There are also problems with the very idea of pre-programming such a goal in such an abstract way which does not depend on the computer’s history. “Paperclips” is an object in a model of the world, so we will not be able to “just program it to maximize paperclips” without encoding a model of the world in advance, rather than letting it learn a model of the world from experience. But where is this model of the world supposed to come from, that we are supposedly giving to the paperclipper? In practice it would have to have been the result of some other learner which was already capable of modelling the world. This of course means that we already had to program something intelligent, without pre-programming any goal for the original modelling program.

Fourth, Kenny asked when we might have empirical evidence on these questions. The answer, unfortunately, is “mostly not until it is too late to do anything about it.” The experience of “free will” will be common to any predictive engine with a sufficiently advanced self model, but anything lacking such an adequate model will not even look like “it is trying to do something,” in the sense of trying to achieve overall goals for itself and for the world. Dogs and cats, for example, presumably use some kind of predictive processing to govern their movements, but this does not look like having overall goals, but rather more like “this particular movement is to achieve a particular thing.” The cat moves towards its food bowl. Eating is the purpose of the particular movement, but there is no way to transform this into an overall utility function over states of the world in general. Does the cat prefer worlds with seven billion humans, or worlds with 20 billion? There is no way to answer this question. The cat is simply not general enough. In a similar way, you might say that “AlphaGo plays this particular move to win this particular game,” but there is no way to transform this into overall general goals. Does AlphaGo want to play go at all, or would it rather play checkers, or not play at all? There is no answer to this question. The program simply isn’t general enough.
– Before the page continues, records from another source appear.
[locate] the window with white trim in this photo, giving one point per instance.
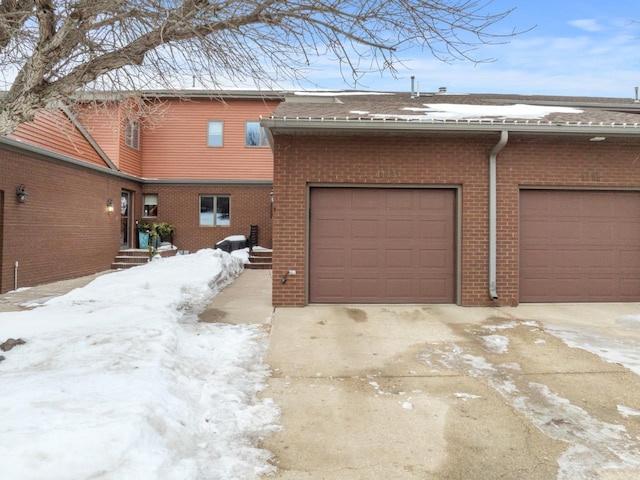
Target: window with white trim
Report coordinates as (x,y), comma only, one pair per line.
(215,132)
(255,135)
(150,202)
(132,133)
(215,210)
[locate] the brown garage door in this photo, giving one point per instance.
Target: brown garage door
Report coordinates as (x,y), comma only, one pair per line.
(377,245)
(578,246)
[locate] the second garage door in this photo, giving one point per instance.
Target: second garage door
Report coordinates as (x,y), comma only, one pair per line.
(579,246)
(382,245)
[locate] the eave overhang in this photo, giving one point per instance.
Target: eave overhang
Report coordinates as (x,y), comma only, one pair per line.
(288,124)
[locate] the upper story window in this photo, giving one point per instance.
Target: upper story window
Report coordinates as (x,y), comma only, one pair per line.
(214,138)
(255,135)
(132,134)
(150,202)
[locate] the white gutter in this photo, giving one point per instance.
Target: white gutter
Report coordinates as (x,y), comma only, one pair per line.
(493,156)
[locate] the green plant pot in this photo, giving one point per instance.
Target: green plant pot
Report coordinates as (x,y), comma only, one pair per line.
(143,240)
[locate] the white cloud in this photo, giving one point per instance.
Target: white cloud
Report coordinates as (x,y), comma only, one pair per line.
(588,24)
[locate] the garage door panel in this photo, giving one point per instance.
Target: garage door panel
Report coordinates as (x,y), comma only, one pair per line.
(365,229)
(435,287)
(332,227)
(362,201)
(629,259)
(399,258)
(365,258)
(401,201)
(400,228)
(590,248)
(401,251)
(330,257)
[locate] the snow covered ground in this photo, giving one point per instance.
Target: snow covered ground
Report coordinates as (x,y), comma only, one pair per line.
(118,380)
(597,449)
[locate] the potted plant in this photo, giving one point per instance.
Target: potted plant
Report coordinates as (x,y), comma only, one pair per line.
(164,231)
(144,230)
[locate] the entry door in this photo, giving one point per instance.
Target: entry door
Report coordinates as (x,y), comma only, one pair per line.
(125,221)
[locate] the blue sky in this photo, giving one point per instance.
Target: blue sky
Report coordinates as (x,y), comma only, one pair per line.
(578,47)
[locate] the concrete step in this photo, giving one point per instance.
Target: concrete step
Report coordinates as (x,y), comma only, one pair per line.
(258,266)
(134,257)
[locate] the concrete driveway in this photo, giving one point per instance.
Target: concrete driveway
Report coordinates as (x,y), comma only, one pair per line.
(446,392)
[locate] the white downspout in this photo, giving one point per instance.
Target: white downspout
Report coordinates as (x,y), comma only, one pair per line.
(493,156)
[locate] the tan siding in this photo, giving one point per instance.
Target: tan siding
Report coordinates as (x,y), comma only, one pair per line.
(54,131)
(177,147)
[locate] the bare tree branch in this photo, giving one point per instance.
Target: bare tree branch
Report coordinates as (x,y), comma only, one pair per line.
(60,47)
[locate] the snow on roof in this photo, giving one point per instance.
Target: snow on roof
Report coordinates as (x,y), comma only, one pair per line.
(477,111)
(465,112)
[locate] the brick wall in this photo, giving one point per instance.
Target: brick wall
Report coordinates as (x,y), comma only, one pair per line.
(179,205)
(438,160)
(63,230)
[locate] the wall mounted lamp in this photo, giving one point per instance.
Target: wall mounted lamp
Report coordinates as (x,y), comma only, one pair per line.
(21,194)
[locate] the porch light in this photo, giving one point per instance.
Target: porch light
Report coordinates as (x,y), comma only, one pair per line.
(21,194)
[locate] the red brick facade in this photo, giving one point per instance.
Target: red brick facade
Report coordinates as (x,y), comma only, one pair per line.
(439,160)
(63,230)
(179,205)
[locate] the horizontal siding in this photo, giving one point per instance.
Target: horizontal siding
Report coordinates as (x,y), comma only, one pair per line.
(177,146)
(129,159)
(54,131)
(103,124)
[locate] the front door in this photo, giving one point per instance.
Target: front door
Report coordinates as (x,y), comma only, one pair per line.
(125,222)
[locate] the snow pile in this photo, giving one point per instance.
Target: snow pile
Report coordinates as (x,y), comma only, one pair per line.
(118,380)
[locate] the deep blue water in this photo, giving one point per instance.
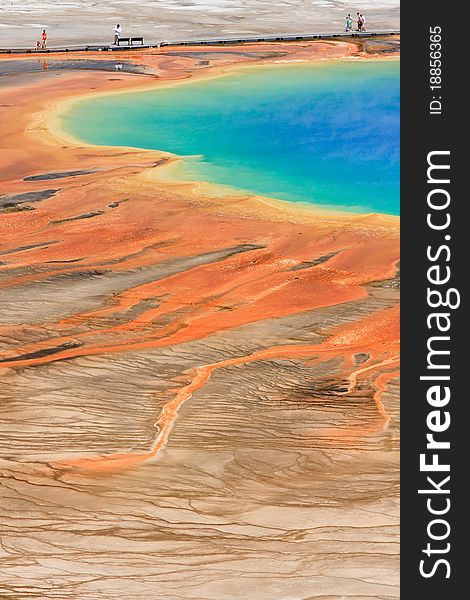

Even human beings do not really look like they have utility functions, in the sense of having a consistent preference over all possibilities, but anything less intelligent than a human cannot be expected to look more like something having goals. The argument in this post is that the default scenario, namely what we can naturally expect, is that artificial intelligence will be less motivated than human beings, even if it is more intelligent, but there will be no proof from experience for this until we actually have some artificial intelligence which approximates human intelligence or surpasses it.